If you were a close friend I would, but not an acquaintance/colleague/neighbour.”

The OP is talking about friends; I don’t think she mentioned “lesser” connections. But I may have missed it.

Didimum · 03/04/2024 13:16

LenaLamont · 03/04/2024 09:56

Again with the ascribing motives.

Like with the recent poster mentioning private lives and you immediately went for sex life. And yet claiming people are “on about sex when the OP hasn’t mentioned it.”

I don’t give a toss if you want to spent the days responding to every single post on here - if that’s your idea of fun, or you want to be the quixotic defender of the OP, have at it, my chum. I have seeds to plant and weeds to uproot; we all have our hobbies.

It just seems weird for one poster to doggedly reply on someone else’s thread when they have no skin in the game.

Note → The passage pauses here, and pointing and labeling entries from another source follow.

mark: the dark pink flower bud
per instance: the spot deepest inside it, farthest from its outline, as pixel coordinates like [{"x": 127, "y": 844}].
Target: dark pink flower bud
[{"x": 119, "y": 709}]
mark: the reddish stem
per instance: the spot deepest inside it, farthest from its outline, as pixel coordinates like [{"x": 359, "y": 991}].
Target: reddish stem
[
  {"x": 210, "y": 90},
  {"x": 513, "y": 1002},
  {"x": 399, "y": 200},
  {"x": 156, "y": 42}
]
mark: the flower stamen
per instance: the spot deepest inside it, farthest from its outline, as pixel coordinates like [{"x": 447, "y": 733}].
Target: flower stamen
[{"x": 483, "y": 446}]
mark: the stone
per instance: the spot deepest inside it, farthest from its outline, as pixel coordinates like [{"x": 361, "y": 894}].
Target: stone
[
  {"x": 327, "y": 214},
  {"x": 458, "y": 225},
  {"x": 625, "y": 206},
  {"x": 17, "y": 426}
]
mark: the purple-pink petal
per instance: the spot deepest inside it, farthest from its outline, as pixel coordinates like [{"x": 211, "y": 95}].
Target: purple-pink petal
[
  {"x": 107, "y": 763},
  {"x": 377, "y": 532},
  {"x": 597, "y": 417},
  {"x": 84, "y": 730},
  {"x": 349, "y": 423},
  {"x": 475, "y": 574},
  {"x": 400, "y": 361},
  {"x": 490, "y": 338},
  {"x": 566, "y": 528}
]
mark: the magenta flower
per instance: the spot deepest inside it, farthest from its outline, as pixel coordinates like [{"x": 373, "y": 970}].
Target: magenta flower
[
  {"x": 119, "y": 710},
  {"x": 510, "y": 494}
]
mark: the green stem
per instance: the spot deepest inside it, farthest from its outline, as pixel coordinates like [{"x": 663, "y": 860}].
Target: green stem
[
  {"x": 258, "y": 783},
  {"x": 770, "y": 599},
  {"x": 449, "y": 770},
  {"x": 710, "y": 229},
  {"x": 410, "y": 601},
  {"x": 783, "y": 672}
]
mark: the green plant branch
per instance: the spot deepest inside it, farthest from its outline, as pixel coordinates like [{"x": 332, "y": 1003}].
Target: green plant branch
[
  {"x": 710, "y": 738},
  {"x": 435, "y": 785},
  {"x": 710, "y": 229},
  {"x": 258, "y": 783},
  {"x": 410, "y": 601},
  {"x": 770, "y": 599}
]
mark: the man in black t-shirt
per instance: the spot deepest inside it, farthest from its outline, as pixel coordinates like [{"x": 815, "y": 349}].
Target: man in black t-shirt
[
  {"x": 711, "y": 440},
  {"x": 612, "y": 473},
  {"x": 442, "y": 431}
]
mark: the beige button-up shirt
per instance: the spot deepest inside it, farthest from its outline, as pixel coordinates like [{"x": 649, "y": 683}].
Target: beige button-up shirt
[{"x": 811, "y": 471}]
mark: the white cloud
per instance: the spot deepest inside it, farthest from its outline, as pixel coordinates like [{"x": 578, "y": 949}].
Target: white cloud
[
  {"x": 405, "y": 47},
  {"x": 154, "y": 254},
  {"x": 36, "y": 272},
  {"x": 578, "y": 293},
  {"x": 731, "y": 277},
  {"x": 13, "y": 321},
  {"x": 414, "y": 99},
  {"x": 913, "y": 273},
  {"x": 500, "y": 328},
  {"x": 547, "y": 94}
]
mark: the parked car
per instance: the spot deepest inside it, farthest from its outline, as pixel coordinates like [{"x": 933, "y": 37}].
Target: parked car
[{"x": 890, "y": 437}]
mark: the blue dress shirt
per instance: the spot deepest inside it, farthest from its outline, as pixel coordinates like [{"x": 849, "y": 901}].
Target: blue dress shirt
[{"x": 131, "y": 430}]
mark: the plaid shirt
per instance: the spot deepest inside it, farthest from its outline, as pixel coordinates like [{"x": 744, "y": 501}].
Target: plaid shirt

Right, morning painkillers have kicked in now, time to get off MN and get practical. Have a good morning, all

It’s extremely simple. The replies to OP have been awful. They are dismissive, derogatory, and bigoted, and there is no way a poster facing similar or equivalent issues in a ‘conventional’ relationship would have been treated in this way. OP has been respectful and polite in all of her (few) responses.

So if you want to view my ‘hobby’ as calling that out, then ‘have at it, my chum’. I do not care one jot if you agree with the above.

PansyPolly · 03/04/2024 13:23

Agree with @Didimum

And some of the “people can do what they want privately, I don’t want to hear about their sex lives” type responses, when the OP’s post was about relationships and not sex at all, have echoes of “I don’t mind people being gay, but do they have to kiss/hold hands with their partner in public?” which was fairly common to hear a decade or two ago.

Notamum12345577 · 03/04/2024 14:31

Maybe those people feel sorry for your fiancé. You say you encouraged him to go out with other people but he doesn’t want to. Maybe because he isn’t happy with you being in the other relationship but doesn’t want to lose you.